Headline.co.id, Banda Aceh ~ Sejumlah Puskesmas di Kota Banda Aceh berhasil meraih penghargaan dalam acara Penyampaian Capaian Kinerja Fasilitas Kesehatan dan Efektivitas Pemanfaatan Digitalisasi Tahun 2025 yang diadakan oleh BPJS Kesehatan. Acara tersebut berlangsung di Hotel Permata Hati pada Kamis (5/2/2026). Penghargaan ini diberikan sebagai bentuk apresiasi atas pelayanan optimal yang diberikan kepada peserta Jaminan Kesehatan Nasional (JKN).
Kepala Dinas Kesehatan Kota Banda Aceh, Wahyudi, menyatakan bahwa pencapaian ini merupakan bukti dari keberhasilan penguatan layanan kesehatan primer yang menjadi prioritas Pemerintah Kota Banda Aceh. Menurut Wahyudi, Puskesmas memiliki peran penting sebagai garda terdepan dalam menjamin akses layanan kesehatan yang berkualitas dan berkelanjutan bagi masyarakat.
“Penghargaan ini bukan hanya pencapaian institusi, tetapi juga mencerminkan konsistensi Puskesmas dalam menjalankan fungsi promotif dan preventif, memperluas jangkauan layanan, serta meningkatkan efektivitas pemanfaatan sistem kesehatan digital,” ujar Wahyudi.
Dalam acara tersebut, beberapa Puskesmas mendapatkan penghargaan berdasarkan indikator kinerja pelayanan kesehatan tahun 2025. Puskesmas Jeulingke dinobatkan sebagai Puskesmas Terbaik dalam Capaian Skrining Riwayat Kesehatan Tahun 2025, yang menunjukkan keberhasilan dalam mendukung deteksi dini faktor risiko penyakit di masyarakat.
Puskesmas Batoh menerima penghargaan sebagai Puskesmas Terbaik dalam Capaian Rekrutmen Peserta Program Pengelolaan Penyakit Kronis (Prolanis) Tahun 2025, yang menunjukkan optimalisasi pengelolaan layanan penyakit kronis yang berkelanjutan dan terintegrasi.
Selain itu, penghargaan atas Komitmen Fasilitas Kesehatan Tingkat Pertama (FKTP) dalam Implementasi Integrasi P-Care, Integrasi Online, dan Implementasi I-Care diberikan kepada Puskesmas Kuta Alam, Puskesmas Baiturrahman, Puskesmas Jaya Baru, Puskesmas Banda Raya, Puskesmas Lampaseh, Puskesmas Kopelma Darussalam, dan Puskesmas Ulee Kareng. Penghargaan ini menegaskan dukungan kuat terhadap transformasi digital layanan kesehatan.
Puskesmas Kuta Alam juga meraih penghargaan sebagai Puskesmas Terbaik Capaian Angka Kontak Tahun 2025, yang mencerminkan meningkatnya akses dan pemanfaatan layanan kesehatan primer oleh masyarakat.
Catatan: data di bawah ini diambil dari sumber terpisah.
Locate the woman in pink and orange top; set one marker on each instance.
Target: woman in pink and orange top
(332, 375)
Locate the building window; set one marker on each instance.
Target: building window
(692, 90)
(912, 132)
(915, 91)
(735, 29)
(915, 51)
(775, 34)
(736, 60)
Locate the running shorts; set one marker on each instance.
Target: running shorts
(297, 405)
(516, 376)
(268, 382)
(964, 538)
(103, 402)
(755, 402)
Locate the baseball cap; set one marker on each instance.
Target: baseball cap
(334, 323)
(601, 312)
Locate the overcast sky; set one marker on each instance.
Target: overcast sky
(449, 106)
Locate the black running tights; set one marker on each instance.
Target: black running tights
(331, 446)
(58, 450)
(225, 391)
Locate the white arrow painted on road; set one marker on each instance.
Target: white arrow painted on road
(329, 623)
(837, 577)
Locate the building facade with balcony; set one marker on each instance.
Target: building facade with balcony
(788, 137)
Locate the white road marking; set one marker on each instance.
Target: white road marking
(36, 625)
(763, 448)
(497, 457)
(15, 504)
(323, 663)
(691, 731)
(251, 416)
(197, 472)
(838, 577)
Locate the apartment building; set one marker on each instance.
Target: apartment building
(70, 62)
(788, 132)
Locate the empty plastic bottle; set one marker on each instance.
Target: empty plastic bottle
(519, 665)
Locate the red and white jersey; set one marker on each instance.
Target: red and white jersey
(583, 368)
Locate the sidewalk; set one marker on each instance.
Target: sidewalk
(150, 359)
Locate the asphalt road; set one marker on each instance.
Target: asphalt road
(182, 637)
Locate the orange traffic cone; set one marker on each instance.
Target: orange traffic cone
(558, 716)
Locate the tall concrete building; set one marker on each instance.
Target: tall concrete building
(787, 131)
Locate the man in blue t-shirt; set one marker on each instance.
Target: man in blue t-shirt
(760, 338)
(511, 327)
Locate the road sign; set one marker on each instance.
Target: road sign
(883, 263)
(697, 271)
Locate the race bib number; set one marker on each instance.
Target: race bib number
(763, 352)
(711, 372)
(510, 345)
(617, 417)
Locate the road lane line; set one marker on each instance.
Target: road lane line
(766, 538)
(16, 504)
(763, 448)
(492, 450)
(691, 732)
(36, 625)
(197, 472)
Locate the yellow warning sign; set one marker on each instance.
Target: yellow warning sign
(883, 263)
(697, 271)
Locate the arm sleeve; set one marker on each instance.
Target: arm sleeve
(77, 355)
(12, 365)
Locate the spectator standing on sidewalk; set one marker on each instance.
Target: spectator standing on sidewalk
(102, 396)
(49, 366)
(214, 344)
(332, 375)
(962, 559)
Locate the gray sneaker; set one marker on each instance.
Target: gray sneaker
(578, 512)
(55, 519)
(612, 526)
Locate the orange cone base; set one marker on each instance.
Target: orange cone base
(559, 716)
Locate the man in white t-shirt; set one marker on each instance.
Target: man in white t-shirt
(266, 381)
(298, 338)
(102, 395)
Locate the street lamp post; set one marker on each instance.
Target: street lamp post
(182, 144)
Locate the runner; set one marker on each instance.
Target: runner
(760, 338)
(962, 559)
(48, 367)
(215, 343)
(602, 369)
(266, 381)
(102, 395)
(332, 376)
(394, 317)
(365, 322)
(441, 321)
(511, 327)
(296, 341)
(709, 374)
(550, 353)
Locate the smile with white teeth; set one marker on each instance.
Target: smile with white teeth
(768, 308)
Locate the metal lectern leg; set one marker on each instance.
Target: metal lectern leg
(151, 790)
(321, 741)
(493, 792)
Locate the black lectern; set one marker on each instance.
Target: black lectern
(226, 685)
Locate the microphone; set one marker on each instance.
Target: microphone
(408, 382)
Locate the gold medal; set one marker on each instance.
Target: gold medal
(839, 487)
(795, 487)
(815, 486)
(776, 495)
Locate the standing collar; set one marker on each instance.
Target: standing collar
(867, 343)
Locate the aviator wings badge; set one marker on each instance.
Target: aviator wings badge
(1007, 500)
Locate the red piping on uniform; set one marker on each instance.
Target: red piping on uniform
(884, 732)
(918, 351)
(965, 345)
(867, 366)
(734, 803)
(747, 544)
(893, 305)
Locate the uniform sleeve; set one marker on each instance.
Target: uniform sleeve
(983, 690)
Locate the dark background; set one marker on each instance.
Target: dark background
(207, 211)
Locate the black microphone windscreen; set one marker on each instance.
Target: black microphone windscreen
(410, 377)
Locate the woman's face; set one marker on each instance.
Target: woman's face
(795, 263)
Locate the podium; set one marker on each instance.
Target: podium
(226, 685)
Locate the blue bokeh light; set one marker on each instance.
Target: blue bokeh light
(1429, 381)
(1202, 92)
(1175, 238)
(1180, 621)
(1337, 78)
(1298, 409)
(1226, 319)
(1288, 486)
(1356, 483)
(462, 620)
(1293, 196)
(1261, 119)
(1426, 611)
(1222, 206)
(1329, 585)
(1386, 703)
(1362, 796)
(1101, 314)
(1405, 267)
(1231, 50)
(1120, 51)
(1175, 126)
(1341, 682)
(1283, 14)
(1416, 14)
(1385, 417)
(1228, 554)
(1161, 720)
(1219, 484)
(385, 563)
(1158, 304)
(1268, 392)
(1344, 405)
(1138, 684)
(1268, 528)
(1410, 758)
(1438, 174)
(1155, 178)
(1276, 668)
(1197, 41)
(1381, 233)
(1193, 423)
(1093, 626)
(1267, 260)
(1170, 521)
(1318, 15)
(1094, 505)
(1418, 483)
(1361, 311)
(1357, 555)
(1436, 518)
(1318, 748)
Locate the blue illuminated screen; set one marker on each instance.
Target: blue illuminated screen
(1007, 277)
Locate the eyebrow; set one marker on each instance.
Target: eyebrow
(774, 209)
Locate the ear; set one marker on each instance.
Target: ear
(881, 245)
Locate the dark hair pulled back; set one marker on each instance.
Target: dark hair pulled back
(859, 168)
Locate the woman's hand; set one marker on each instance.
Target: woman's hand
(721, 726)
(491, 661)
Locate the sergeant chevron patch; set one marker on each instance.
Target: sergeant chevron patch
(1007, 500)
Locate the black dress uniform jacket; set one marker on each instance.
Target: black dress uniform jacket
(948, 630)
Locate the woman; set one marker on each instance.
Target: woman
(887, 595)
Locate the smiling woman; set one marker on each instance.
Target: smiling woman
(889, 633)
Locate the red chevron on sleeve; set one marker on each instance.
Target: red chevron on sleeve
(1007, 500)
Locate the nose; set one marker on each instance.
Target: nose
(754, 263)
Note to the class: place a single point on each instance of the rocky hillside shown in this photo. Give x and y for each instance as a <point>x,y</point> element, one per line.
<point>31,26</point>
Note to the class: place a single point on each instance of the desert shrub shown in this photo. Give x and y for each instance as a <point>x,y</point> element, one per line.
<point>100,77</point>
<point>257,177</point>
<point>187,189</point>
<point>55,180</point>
Wahyudi menambahkan bahwa Dinas Kesehatan Kota Banda Aceh akan terus mendorong peningkatan kinerja Puskesmas melalui penguatan sumber daya manusia, penyediaan sarana dan prasarana, serta optimalisasi sistem informasi kesehatan yang terintegrasi dengan BPJS Kesehatan.
“Ke depan, kami berkomitmen memastikan Puskesmas tidak hanya unggul dari sisi indikator capaian, tetapi juga mampu menghadirkan pelayanan yang responsif, berkualitas, dan berorientasi pada kebutuhan riil masyarakat. Inilah landasan utama dalam mewujudkan sistem kesehatan daerah yang tangguh dan berkelanjutan,” tegasnya.